Recently, I listened to a presentation by Dr. Piper – http://www.desiringgod.org/resource-library/conference-messages/the-pastor-as-scholar-a-personal-journey – in which he said that he wrote as a means of collecting and organizing his thoughts – that his writing was not just the result of his thinking but integral to it. I liked that, and it resonated with how it works for me.
Then I read Eugene Petersen's memoirs in a book titled, “The Pastor.” In it, he refers to another writer who likened writing to walking through dark woods with a flashlight in his mouth, illuminating the next two feet. (I would give you the writer and the page number, but I have lent the book out to a friend.) I really liked that. Writing as exploring. Writing without knowing where it is going to end. Writing for the sake of writing.
I have previously struggled with some tension. Sometimes writing in the “now,” with little thought for tomorrow, but more often feeling a sense of responsibility to keep my thoughts to myself until they have been refined, tested, and made a little safer. Perhaps it is important for people to know when my thoughts are the product of thorough Biblical contemplation and a long season of careful refining. I have done much of that, and am delighted to share it.
But that is not all I want to share...
Perhaps, it is not even sharing that drives me to write, but the desire to put words to thoughts that seem somehow homeless until they have found their place on a page in a story that is my journey.
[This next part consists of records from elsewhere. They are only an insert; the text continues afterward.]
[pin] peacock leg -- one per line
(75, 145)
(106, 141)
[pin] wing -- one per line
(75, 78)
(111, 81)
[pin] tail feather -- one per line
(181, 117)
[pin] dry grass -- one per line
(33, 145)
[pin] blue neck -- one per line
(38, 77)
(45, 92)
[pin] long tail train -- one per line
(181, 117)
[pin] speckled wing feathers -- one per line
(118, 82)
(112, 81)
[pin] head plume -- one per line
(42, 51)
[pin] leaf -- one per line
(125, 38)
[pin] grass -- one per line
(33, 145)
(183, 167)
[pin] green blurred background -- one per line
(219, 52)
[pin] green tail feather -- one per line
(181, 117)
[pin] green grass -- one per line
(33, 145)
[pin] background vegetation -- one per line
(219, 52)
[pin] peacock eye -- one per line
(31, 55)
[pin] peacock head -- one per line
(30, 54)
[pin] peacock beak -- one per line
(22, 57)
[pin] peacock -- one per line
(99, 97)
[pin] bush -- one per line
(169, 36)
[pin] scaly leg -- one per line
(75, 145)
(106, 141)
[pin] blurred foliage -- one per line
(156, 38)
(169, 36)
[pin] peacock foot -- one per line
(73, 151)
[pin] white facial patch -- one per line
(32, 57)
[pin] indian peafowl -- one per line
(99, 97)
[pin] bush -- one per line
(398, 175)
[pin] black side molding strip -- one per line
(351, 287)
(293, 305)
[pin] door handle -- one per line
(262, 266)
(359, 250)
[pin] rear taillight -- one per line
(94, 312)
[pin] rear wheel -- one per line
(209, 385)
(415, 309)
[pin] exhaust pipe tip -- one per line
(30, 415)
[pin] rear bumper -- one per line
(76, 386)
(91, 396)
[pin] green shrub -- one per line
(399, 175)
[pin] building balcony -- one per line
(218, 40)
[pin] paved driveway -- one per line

And so after another short season of not writing, I embark again. This time I expect the journey will be a little more free, and a lot more raw! I suppose we will see.
I enjoy putting words together to try and explore and explain things that I am thinking through and things I hope can be helpful to others. Occasionally I have thought it would be wonderful to be able to "write" full time - without the pressures of other responsibilities. But I have realized as the years go by that writing from the vantage point of present understanding ONLY comes through the crucible of other responsibilities and past experiences.